Regarding to RBP4, in multivariable analysis, adjusted for known risk factors which affect on CIMT, no independent association between CIMT and this adipokine was found. In the literature, there are several controversial reports regarding association between CIMT and RBP4. For example, Ingelsson et al. [27] assessed the relation between RBP4 and CIMT in healthy elderly subjects and found an inverse correlation of RBP4 with intima- media and plaque echogenicity. However, more recent data do not confirm those findings in T2DM. In a study performed in type 2 diabetic patients by Takebayashi and his colleagues [28], the CIMT showed no association with RBP4. Lack of correlation between CIMT and RBP4 has also been reported in a recent published article performed on newly diagnosed un-treated type 2 diabetes [29]. The possible reasons for not finding significant association between CIMT and adipokines in our study are explained below.

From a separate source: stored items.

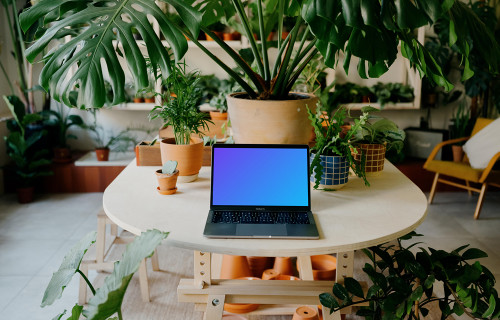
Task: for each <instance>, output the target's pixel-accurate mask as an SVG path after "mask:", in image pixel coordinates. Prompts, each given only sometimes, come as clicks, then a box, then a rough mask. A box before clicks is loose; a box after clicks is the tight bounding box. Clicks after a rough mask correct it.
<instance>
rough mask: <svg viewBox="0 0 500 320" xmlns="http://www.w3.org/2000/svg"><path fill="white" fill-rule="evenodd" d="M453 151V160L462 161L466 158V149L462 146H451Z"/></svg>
mask: <svg viewBox="0 0 500 320" xmlns="http://www.w3.org/2000/svg"><path fill="white" fill-rule="evenodd" d="M451 151H452V153H453V162H462V160H463V158H464V149H463V148H462V146H457V145H453V146H451Z"/></svg>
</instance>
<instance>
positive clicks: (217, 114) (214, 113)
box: [210, 111, 227, 120]
mask: <svg viewBox="0 0 500 320" xmlns="http://www.w3.org/2000/svg"><path fill="white" fill-rule="evenodd" d="M210 118H211V119H212V120H227V112H219V111H210Z"/></svg>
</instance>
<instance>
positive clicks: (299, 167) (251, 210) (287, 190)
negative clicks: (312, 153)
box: [203, 144, 319, 239]
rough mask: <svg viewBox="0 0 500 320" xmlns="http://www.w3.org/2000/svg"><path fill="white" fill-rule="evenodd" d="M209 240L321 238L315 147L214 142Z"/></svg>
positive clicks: (313, 238) (206, 233) (312, 238)
mask: <svg viewBox="0 0 500 320" xmlns="http://www.w3.org/2000/svg"><path fill="white" fill-rule="evenodd" d="M203 235H204V236H205V237H208V238H279V239H283V238H286V239H318V238H319V234H318V229H317V227H316V222H315V221H314V217H313V214H312V213H311V192H310V183H309V146H307V145H273V144H214V145H213V146H212V180H211V191H210V211H209V213H208V217H207V222H206V225H205V230H204V232H203Z"/></svg>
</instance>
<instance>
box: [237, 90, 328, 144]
mask: <svg viewBox="0 0 500 320" xmlns="http://www.w3.org/2000/svg"><path fill="white" fill-rule="evenodd" d="M294 95H299V96H300V97H302V98H303V99H296V100H250V99H243V98H242V97H244V96H246V93H233V94H230V95H228V96H227V105H228V113H229V119H230V121H231V128H232V132H233V138H234V141H235V142H236V143H276V144H283V143H285V144H307V142H308V141H309V138H310V136H311V130H312V126H311V122H310V121H309V119H308V118H307V109H306V106H308V107H309V108H310V109H313V110H314V109H315V108H316V103H317V101H318V98H316V97H315V96H313V95H310V94H305V93H296V94H294Z"/></svg>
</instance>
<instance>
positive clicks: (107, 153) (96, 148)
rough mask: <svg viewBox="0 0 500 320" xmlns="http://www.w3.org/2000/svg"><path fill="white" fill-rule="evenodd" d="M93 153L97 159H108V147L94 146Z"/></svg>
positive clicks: (106, 159) (105, 159)
mask: <svg viewBox="0 0 500 320" xmlns="http://www.w3.org/2000/svg"><path fill="white" fill-rule="evenodd" d="M95 155H96V157H97V161H108V160H109V148H96V149H95Z"/></svg>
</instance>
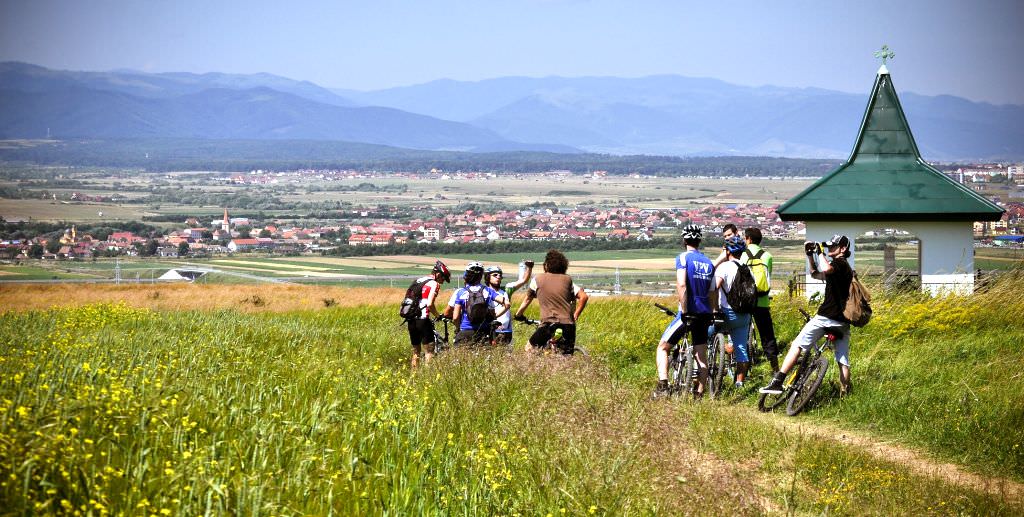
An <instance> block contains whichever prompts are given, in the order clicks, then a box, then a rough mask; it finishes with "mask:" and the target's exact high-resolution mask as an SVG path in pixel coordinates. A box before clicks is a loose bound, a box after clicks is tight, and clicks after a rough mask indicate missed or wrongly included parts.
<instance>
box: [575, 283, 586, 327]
mask: <svg viewBox="0 0 1024 517" xmlns="http://www.w3.org/2000/svg"><path fill="white" fill-rule="evenodd" d="M588 300H590V295H588V294H587V292H586V291H584V289H583V288H580V291H579V292H577V310H575V312H573V313H572V320H573V321H580V314H583V309H585V308H587V301H588Z"/></svg>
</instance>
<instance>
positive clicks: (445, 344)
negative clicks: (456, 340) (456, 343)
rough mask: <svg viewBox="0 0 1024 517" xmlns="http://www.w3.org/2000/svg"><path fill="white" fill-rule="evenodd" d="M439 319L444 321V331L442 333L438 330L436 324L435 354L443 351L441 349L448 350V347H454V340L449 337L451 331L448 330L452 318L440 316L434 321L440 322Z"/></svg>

Measurements of CIMT could reflect the vascular structural changes including intimal lesion and medial hypertrophy [30] due to past long term exposure to risk factors [31]. While it could have been the biological effect of these adipokines precedes the structural changes determined by CIMT. As some evidences showed that these adipokines may act as determinant of the early functional change of the vascular system [8]. Endothelial dysfunction occurs during the early stages of atherosclerosis and is responsible for the pathophysiological changes leading to subclinical atherosclerosis determined by CIMT [32]. Endothelial dysfunction resulted from decreased production or availability of NO which is the key factor playing an essential role in the regulation of vascular function [33, 34].

The result of the study performed by Beauloye et al. [8] showed that adiponectin level were independently associated with increased IMT and they suggest that adiponectin may play an early role in the pathophysiology of atherosclerosis. Established by in vitro studies, adiponectin serves to protect against the onset of endothelial dysfunction by promoting NO generation [35]. Conversely RBP4 may affect endothelial function directly through inhibition of insulin mediated pathway for nitric oxide production in endothelial cells [29, 36].

Moreover some studies showed, adiponectin inhibits expression of adhesion molecules which induces the progression of atherosclerosis [37, 38]. In contrast a positive correlation between RBP4 and several soluble adhesion molecules are reported [28]. In addition some studies suggested that RBP4 might be responsible for up regulation of endothelial adhesion molecules and development of vascular complication [30, 39, 40].

Based on these evidences it seems these adipokines are more related to the markers which induce early stages of vascular changes than established structural changes reflected by CIMT. While the mean duration of diabetes in this study population was nearly nine years (Table 1) and it is not known for how long the patients have been exposed to this major risk factor prior to the confirmed diabetes diagnosis. Therefore, further studies on young adult who are prone or newly exposed to diabetes, are needed to determine whether the serum levels of these adipokines could act as plasma markers to predict vascular thickness.

Another reason for not finding this association is that, many diabetic patients in this study were taking a range of medication that might affect the CIMT measurements, serum level of adipokines and on the relationship between them.

In our study, CIMT showed a significant and positive correlation with age and systolic blood pressure and triglyceride but it did not show a significant relation with any of metabolic markers including fasting glucose, insulin and lipid markers.

The lack of association between CIMT and fasting glucose, insulin and lipid markers has been reported by previous investigators [15, 41] and could be explained at least partially by taking into account the role of anti-hyperglycemic and anti-hyperlipidemic medications consumed by diabetic patients.

In conclusion, the present study showed that serum levels of RBP4 or total and HMW adiponectin were not potential predictors of CIMT, which reflects vascular structural changes, in type 2 diabetic patients who exposed to this risk factor at least for nine years.